Mourinho: Nie zasłużyliśmy na to zwycięstwo
Jose Mourinho wyznał po dzisiejszym meczu ze Sieną, że Inter nie zasłużył na to zwycięstwo i powinien wrócić do Mediolanu z punktem.
"Nie zasłużyliśmy. Ale z powodu spalonego przy golu Maicona, bo takie rzeczy są częścią futbolu. Nie jestem zaskoczony grą Sieny. Crespo był na czystej pozycji i odgwizdano spalonego, kto wie jakby się to potoczyło wówczas? Mówię, że nie zasłużyliśmy, bo Siena grała bardzo dobrze. Byli bardzo zorganizowali, dobrze grali piłką i sprawiali nam problemy. Ich kontry były bardzo groźne. Składam wielkie komplementy dla ich trenera Pana Giampaolo i powiedziałem mu po meczu, że nie zasłużył na tę porażkę.

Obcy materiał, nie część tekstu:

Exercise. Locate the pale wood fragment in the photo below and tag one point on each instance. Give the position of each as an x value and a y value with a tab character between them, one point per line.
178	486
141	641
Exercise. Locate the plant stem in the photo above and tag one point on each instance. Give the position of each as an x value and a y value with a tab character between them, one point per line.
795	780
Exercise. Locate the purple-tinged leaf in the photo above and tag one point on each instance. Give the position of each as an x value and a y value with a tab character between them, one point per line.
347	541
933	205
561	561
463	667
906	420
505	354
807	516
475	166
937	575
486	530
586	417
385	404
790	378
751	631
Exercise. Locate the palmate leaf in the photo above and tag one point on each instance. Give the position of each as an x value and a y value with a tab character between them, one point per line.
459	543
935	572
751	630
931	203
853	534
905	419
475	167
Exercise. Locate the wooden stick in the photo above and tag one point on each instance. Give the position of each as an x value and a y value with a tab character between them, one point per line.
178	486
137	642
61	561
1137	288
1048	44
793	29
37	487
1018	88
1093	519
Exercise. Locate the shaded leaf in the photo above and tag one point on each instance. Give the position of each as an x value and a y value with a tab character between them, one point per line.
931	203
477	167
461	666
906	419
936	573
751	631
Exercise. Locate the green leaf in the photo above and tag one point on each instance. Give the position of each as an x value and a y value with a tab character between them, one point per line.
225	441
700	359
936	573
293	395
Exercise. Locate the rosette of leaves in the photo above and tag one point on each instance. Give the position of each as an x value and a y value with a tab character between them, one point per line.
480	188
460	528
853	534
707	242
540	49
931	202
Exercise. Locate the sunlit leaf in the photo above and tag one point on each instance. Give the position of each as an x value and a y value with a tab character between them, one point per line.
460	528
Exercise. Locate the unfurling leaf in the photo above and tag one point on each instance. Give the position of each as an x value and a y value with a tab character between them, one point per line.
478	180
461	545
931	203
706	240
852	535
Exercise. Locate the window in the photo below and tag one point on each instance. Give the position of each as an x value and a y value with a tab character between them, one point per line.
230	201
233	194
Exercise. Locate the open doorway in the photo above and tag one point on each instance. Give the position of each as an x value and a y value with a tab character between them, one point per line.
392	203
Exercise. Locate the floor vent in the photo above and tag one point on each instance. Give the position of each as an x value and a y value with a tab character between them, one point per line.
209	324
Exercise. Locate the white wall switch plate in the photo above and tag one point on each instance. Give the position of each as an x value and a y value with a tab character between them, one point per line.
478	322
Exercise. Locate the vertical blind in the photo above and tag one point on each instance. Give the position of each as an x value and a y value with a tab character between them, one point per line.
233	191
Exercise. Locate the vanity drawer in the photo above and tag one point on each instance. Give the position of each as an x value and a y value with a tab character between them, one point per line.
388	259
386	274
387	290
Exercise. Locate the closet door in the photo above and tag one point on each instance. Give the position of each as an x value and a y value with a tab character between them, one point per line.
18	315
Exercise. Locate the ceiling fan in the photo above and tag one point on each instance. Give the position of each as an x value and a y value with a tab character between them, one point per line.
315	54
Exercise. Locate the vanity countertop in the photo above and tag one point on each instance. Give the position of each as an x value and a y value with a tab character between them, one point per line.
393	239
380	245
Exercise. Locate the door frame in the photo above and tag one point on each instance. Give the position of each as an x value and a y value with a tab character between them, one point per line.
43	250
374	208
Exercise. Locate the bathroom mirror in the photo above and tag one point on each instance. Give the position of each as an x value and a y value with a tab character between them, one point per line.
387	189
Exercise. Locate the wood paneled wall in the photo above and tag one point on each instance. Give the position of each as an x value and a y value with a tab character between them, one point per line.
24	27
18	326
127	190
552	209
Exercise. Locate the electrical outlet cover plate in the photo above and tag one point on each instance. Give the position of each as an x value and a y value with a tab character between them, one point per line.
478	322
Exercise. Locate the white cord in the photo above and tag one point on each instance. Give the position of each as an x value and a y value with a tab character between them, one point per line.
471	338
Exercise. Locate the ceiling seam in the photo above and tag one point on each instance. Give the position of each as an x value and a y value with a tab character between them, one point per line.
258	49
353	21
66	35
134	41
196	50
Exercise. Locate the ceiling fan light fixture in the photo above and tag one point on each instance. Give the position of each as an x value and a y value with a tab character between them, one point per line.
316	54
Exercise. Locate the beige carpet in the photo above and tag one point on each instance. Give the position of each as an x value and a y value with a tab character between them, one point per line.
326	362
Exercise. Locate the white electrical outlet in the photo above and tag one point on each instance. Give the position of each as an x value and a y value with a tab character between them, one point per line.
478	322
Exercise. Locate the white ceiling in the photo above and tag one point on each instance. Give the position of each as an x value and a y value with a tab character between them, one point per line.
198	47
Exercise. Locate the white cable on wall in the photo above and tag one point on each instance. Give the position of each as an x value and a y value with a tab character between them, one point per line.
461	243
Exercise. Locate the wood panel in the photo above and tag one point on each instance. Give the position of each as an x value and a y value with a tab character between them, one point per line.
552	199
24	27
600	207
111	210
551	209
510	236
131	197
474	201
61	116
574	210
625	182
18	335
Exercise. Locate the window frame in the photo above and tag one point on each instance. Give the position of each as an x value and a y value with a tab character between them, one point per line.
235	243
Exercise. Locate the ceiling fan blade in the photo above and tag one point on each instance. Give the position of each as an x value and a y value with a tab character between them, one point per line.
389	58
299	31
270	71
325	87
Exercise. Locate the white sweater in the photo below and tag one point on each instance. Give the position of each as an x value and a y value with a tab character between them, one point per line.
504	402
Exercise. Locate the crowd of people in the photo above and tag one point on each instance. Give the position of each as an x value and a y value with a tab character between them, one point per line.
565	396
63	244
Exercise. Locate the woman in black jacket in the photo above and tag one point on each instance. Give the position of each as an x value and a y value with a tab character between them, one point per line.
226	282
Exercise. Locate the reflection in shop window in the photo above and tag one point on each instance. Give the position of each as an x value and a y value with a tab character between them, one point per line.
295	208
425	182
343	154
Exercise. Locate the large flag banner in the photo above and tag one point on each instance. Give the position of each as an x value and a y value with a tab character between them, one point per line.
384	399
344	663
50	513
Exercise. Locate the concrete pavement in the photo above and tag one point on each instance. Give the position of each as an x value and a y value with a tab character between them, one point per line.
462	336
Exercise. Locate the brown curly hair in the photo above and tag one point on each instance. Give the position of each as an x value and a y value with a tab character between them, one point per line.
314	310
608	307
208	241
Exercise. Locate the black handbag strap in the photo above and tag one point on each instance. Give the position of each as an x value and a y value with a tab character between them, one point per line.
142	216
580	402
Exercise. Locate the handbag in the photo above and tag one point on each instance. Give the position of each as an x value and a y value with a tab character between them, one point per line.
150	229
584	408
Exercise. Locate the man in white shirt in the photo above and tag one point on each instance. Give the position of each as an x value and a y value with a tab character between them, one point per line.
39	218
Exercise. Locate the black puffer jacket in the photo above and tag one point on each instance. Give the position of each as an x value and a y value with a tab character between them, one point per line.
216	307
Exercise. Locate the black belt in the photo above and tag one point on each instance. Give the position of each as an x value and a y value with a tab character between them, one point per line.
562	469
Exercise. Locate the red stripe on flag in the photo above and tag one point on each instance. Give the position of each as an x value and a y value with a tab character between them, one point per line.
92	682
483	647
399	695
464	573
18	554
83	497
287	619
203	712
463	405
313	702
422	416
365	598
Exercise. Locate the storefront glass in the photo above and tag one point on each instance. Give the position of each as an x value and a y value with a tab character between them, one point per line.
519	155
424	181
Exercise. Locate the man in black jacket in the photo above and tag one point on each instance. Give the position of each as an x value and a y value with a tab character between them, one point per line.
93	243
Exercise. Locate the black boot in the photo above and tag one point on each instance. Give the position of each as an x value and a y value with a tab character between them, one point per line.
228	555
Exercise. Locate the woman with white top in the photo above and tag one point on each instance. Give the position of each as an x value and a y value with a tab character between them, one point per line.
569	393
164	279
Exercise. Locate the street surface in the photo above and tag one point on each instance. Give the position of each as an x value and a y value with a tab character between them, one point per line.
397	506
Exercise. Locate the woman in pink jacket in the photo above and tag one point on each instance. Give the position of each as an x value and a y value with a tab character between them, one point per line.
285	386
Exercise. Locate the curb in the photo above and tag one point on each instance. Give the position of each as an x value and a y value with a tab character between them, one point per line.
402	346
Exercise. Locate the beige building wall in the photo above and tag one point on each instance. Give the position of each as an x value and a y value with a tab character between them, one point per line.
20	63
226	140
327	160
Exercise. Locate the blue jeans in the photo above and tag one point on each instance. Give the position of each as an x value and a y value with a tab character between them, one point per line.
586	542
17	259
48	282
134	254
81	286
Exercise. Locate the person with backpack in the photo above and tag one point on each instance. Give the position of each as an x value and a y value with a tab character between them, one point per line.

Balotelli i Jimenez nie grali ostatnio zbyt dużo ostatnio, a Stanković którego zabrakło to dla nas ostatnio istotny element składu. Jimenez nie zagrał źle ale troszkę nie trafiał w tempo i troszkę nie radził sobie z agresywnie grającym rywalem.
Przed świętami jest zawsze wiele imprez i ciężko z koncentracją, staraliśmy się być skoncentrowani."
Mourinho po golu numer dwa Maicona podbiegł do piłkarza i go uściskał, co rzadko zdarza się Portugalczykowi by aż tak widocznie okazywać swą radość.
“Byłem szczęśliwy bo w tym momencie gry my raczej bliżej byliśmy straty gola na 2-1 zamiast strzelenia na 1-2. To był gol z niczego. Zwykle jestem bardzo spokojny na boisku kiedy zespół strzela gola, który jest konsekwencją dobrego futbolu a moja radość była po prostu spontaniczna, radość z nieoczekiwanego. Naprawdę wówczas myślałem, że wrócimy do domu z punktem."